Scotch and Bourbon Trade Associations Join Forces to Denounce Tariffs

The joint statement is an "unprecedented" collaboration between the spirits industry groups.

Two glasses of whiskey
Photo: coldsnowstorm/Getty Images

Earlier this month, Karen Betts, the chief executive of the Scotch Whisky Association (SWA) traveled to Washington, D.C. to meet with representatives from the U.S. departments of agriculture, commerce, and trade, to try to convince them to remove the 25-percent retaliatory tariff that President Donald Trump's administration put on Scotch whisky during a largely unrelated trade dispute.

Betts and the SWA have estimated that in the first full year under the tariffs, whisky exports from the United Kingdom could drop as much as 20 percent, which would be the equivalent of losing £80 million ($104M) worth of sales. "[A]ll the tariffs are doing is damaging the sector on both sides," she said at the time. "Tariffs on whisky products also has an impact on the American economy. Price rises impact sales, which impacts on investment and jobs, and also has an effect on taxes."

On Monday, Betts flew to the U.S. Embassy in Brussels, Belgium to repeat her argument against the tariffs and to meet with U.S. Secretary of Agriculture Sonny Perdue. "Pleasure to speak to [Perdue] about how close Scotch and American whisky are, [and] how much we've benefited from tariff-free trade over last 20+ years (when bourbon exports to the United Kingdom grew 410% and Scotch exports to the United States [grew by] 210%) and how we hope to return to it soon," she tweeted.

So far, U.S. officials haven't budged. On Wednesday, the SWA and the Distilled Spirits Council of the United States (DISCUS) released what The Telegraph described as an "unprecedented joint call," urging both governments to stop punishing the Scotch and bourbon whiskey industries by pulling them into a trade war that shouldn't involve them at all. (The entire thing started when the United States slapped tariffs on E.U. steel and aluminum, causing the E.U. to retaliate by putting a 25-percent tariff on some U.S. exports, including bourbon whiskey, which then caused the U.S. to return the favor with its own 25-percent tariff on a long list of E.U. products, including Scotch whisky. Whew.)

"Our message is clear. The U.K. and U.S. governments must return quickly to tariff-free trade," Betts said during a Scotch Whisky reception in London. “The current disputes about steel and aluminium and aircraft manufacture have nothing to do with us, but the tariffs stemming from them are causing needless damage to our industry on both sides of the Atlantic, and to the livelihoods we support.
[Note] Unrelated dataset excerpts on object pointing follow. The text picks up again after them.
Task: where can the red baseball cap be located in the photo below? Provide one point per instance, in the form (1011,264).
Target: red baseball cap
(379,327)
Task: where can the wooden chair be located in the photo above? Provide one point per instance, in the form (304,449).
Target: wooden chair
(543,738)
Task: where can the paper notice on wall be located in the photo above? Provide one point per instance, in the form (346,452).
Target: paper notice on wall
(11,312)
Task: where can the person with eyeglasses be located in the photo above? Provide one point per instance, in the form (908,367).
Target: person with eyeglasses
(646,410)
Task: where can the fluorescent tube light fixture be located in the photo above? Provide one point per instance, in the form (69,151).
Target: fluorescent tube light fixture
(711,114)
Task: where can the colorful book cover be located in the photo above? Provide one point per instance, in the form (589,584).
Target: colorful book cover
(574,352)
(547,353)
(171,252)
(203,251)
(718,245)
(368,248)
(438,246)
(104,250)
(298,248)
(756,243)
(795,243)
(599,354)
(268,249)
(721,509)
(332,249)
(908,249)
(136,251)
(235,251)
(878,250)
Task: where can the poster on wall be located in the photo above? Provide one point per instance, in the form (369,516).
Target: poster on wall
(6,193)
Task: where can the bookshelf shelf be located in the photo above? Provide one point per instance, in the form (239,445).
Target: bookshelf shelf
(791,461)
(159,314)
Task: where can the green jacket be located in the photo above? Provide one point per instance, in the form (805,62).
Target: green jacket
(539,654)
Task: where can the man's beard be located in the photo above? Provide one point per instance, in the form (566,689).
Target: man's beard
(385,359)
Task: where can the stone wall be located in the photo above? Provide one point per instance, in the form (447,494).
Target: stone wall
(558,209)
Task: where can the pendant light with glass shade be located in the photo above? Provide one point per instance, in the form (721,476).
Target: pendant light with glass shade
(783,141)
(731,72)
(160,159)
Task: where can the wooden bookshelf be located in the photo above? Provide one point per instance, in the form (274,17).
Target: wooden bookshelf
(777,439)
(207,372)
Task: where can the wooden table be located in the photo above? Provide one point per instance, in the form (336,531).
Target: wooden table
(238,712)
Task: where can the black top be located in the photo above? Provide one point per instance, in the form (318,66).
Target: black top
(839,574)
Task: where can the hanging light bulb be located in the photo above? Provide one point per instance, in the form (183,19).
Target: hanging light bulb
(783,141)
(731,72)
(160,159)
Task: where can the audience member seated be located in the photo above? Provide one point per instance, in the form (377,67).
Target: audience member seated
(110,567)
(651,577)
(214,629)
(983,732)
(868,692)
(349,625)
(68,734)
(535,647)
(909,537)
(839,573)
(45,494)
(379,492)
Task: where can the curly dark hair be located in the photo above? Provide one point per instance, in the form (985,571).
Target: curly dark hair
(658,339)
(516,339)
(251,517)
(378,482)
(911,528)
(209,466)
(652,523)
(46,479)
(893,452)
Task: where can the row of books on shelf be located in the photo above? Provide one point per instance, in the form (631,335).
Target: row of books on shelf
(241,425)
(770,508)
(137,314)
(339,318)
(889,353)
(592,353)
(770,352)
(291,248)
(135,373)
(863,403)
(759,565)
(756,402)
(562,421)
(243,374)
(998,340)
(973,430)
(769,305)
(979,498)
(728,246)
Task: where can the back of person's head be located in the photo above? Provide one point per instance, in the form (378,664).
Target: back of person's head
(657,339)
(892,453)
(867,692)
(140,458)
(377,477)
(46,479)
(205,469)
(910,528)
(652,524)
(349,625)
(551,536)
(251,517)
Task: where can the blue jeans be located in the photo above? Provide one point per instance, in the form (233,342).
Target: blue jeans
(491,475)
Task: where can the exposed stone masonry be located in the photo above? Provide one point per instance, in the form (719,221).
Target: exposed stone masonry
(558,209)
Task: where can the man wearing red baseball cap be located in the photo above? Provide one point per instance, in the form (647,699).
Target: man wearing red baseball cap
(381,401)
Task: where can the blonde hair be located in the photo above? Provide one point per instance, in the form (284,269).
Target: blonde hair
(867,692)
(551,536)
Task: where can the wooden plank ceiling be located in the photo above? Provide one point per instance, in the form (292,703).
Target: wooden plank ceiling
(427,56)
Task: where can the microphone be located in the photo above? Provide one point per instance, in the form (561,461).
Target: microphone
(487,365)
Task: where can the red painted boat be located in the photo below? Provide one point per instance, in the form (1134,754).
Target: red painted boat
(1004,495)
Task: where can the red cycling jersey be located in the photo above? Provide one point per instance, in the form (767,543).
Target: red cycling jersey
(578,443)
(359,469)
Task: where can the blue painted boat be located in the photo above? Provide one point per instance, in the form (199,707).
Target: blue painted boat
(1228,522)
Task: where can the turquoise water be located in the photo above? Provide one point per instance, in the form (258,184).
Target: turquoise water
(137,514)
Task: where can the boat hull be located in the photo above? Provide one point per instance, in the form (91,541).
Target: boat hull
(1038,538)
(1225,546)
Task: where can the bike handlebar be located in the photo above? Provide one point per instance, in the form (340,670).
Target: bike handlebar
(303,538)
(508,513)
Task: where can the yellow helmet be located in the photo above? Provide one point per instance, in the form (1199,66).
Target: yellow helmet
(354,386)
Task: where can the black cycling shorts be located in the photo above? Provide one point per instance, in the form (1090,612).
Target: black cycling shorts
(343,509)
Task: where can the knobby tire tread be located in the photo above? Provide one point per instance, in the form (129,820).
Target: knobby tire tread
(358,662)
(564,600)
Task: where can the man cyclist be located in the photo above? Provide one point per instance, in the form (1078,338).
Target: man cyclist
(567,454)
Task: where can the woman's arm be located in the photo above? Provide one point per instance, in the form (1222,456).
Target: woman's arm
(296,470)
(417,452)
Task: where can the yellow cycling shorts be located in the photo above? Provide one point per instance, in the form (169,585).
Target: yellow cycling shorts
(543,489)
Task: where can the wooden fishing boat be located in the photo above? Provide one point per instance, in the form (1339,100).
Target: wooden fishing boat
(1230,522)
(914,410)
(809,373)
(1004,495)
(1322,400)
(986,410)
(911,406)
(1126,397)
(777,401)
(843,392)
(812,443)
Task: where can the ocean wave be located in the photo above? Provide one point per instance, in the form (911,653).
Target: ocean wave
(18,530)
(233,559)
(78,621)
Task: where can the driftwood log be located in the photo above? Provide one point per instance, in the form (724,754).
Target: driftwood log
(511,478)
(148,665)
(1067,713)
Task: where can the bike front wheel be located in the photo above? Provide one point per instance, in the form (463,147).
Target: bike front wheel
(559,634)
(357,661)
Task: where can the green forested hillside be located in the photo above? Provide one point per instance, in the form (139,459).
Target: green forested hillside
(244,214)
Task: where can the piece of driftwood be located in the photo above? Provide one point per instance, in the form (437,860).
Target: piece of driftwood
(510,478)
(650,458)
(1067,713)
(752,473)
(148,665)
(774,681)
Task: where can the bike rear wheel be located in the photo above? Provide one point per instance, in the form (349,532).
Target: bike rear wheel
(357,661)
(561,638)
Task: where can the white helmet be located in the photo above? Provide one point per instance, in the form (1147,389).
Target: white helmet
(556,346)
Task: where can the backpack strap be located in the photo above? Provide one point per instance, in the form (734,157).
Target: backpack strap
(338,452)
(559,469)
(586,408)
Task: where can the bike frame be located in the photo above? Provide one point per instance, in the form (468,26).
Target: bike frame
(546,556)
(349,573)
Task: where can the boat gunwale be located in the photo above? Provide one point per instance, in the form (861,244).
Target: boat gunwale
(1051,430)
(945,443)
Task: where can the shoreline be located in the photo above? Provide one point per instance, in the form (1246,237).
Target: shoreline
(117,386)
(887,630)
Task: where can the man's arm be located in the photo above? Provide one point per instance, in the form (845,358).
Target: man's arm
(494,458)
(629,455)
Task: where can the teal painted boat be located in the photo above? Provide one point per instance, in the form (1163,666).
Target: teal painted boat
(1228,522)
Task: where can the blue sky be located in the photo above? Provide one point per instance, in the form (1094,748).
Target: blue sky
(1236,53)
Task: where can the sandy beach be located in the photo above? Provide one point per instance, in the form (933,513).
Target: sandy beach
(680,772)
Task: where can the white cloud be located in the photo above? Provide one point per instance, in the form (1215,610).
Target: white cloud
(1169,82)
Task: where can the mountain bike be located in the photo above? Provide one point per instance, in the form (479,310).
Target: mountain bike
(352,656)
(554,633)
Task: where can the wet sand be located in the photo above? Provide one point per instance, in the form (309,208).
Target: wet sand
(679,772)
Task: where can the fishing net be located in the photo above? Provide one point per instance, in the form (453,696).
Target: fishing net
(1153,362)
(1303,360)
Constructive negotiations must solve trade disputes, tariffs on whiskies will not."

Chris Swonger, the president and CEO of DISCUS, echoed Betts' concerns. "We need to get back to zero-tariff trade which benefitted distillers on both sides of the Atlantic so our industries can go back to doing what we do best—distilling amazing whiskeys and sharing them with the world," he said.

The two trade associations are practically begging both governments to reach any agreement that would remove the tariffs from distilled spirits. Alister Jack, the Secretary of State for Scotland, said that the U.K. government has previously addressed the Scotch tariffs with Trump himself, to no avail.

"These tariffs are not in the interests of the U.K., E.U., or U.S.,” Jack said, according to The Spirits Business “The U.K. government has raised the issue at the highest levels of the US administration, including with the president, and we are working hard to support a negotiated settlement."